This is a follow-up to this question I asked years ago.
A short summary:
I'm using a head pointer (see my linked question for a photo) with a tip made of plastic, thus non-conductive. The shaft is metal, and conducts well enough for a smartphone touchscreen. My goal was/is to make the tip effectively conductive so I can operate devices with capacitive touchscreens
As my initial attempt I chose something as non-invasive as possible (as opposed to crafting a new tip) and decided to draw conductive traces on the existing tip. I chose this CircuitWriter pen to draw several traces connecting the very tip (i.e. the surface that comes in contact with the keys/the touchscreen) and the metal shaft of the head pointer, hoping the resulting path(s) would be conductive enough be registered by touchscreen. Well, disappointingly, it was not the case. As to why that is, I am lost.
Here is a picture of the result:
It shows one path going up to metallic shaft, but there actually three one. The tip of the tip is fully coated with the conductive polymer. Basically, all that is (light)-grey are CircuitWriter traces.
After applying it, I let cure at 15cm from 40W light bulb for 2h+, tested it carefully, re-applied, cured and left overnight.
My attempts at fixing it
When at first it not work (no reaction neither by an iPhone nor by a Sony Xperia), I suspected one path to the metal shaft was not enough and drew two more paths. Still did not help.
Another guess: there wasn't enough contact betwen the plastic tip and the metal shaft. I wrapped the critical region with tinfoil to guarantee a conductive path. Still, did not work.
Do I need to apply yet more of the stuff? Why doesn't it conduct?
UPDATE 27 June 2016 - I solved my issue. Posting my finding for others as information.
I had no luck with the CircuitWriter, so a different approarch was attempted, which does work. The reliability of it (in regard of beeing registered by a touchscreen) depends highly on the "craftsmanship", but not so complicated that it could not be done by average people with average tools&materials.
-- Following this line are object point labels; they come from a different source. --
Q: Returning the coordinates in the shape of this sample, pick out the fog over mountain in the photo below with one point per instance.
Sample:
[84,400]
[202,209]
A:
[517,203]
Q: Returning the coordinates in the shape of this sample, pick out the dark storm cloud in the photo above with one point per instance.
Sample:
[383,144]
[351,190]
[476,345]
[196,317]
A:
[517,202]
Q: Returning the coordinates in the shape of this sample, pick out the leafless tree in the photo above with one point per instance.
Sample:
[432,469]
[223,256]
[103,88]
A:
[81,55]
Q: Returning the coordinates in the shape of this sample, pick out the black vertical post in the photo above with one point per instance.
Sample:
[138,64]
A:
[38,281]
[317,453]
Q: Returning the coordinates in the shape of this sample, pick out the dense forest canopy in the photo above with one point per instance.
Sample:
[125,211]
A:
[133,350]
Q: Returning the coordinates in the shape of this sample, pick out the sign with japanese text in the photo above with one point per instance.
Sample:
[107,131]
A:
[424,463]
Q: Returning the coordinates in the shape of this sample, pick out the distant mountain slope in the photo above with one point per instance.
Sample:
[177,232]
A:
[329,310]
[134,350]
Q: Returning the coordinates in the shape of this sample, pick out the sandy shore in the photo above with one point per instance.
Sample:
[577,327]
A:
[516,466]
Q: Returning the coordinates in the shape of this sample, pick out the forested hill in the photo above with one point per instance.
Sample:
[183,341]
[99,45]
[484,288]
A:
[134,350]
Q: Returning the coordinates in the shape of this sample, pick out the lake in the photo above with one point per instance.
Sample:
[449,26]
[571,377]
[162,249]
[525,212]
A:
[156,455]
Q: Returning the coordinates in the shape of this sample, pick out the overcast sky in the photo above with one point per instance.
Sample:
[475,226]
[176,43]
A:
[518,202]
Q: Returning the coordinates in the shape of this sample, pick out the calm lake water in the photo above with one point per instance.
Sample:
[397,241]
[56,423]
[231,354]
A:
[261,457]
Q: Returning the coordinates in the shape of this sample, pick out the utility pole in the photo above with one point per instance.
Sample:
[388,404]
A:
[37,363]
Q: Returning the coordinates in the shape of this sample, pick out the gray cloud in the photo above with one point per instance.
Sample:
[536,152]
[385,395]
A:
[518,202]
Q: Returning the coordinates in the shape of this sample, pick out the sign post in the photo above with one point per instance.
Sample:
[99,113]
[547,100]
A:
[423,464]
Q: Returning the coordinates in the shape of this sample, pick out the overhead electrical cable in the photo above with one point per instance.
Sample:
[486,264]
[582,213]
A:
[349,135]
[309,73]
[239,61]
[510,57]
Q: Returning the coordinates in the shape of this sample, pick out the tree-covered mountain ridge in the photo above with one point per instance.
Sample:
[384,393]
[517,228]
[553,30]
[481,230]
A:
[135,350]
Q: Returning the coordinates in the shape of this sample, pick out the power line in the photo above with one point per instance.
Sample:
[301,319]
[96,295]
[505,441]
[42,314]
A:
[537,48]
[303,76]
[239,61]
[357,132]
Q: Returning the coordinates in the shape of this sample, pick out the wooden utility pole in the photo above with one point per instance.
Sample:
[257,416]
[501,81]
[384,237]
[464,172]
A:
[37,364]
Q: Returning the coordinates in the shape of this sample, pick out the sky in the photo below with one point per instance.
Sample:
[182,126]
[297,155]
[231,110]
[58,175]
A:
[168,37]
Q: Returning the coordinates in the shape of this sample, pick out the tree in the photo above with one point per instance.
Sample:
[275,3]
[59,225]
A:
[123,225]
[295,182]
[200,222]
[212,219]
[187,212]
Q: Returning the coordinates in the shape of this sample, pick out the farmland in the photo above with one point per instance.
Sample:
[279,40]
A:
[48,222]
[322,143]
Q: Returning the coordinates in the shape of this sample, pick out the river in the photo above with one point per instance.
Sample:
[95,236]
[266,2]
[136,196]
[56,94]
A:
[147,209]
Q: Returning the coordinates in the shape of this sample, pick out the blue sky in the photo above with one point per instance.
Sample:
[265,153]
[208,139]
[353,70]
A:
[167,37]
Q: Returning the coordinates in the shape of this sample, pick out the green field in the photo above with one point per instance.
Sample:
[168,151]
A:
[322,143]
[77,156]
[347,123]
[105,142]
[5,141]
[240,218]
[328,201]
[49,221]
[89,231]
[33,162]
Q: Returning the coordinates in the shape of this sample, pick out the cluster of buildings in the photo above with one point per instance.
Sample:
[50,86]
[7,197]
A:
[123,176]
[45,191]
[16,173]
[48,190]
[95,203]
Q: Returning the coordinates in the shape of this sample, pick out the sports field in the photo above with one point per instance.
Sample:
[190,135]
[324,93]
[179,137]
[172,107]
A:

So, a piece of conductive foam was used, the kind that comes with graphic cards and such nowadays. The foam was rolled tighly (or in my case I wrapped it around a Q-tip with the help of a thread to add stability) and connected with simple copper wire (for capacitance) and the whole thing was placed into the stick, thanks to it beeing hollow. That looks a bit ugly and primitive, but is working. Here are the photos
Still I am not completely satisfied. This construction is not very robust and the first incarnation failed after about 2 weeks due to the foam wearing out from typing. The positive aspect is that it is soft, so there is no chance of you scratching the screen.
The next approach I will try will be some adhesive copper tape, as suggested by HighInBC and Dmitriy Grigoryev. Should I post the results then?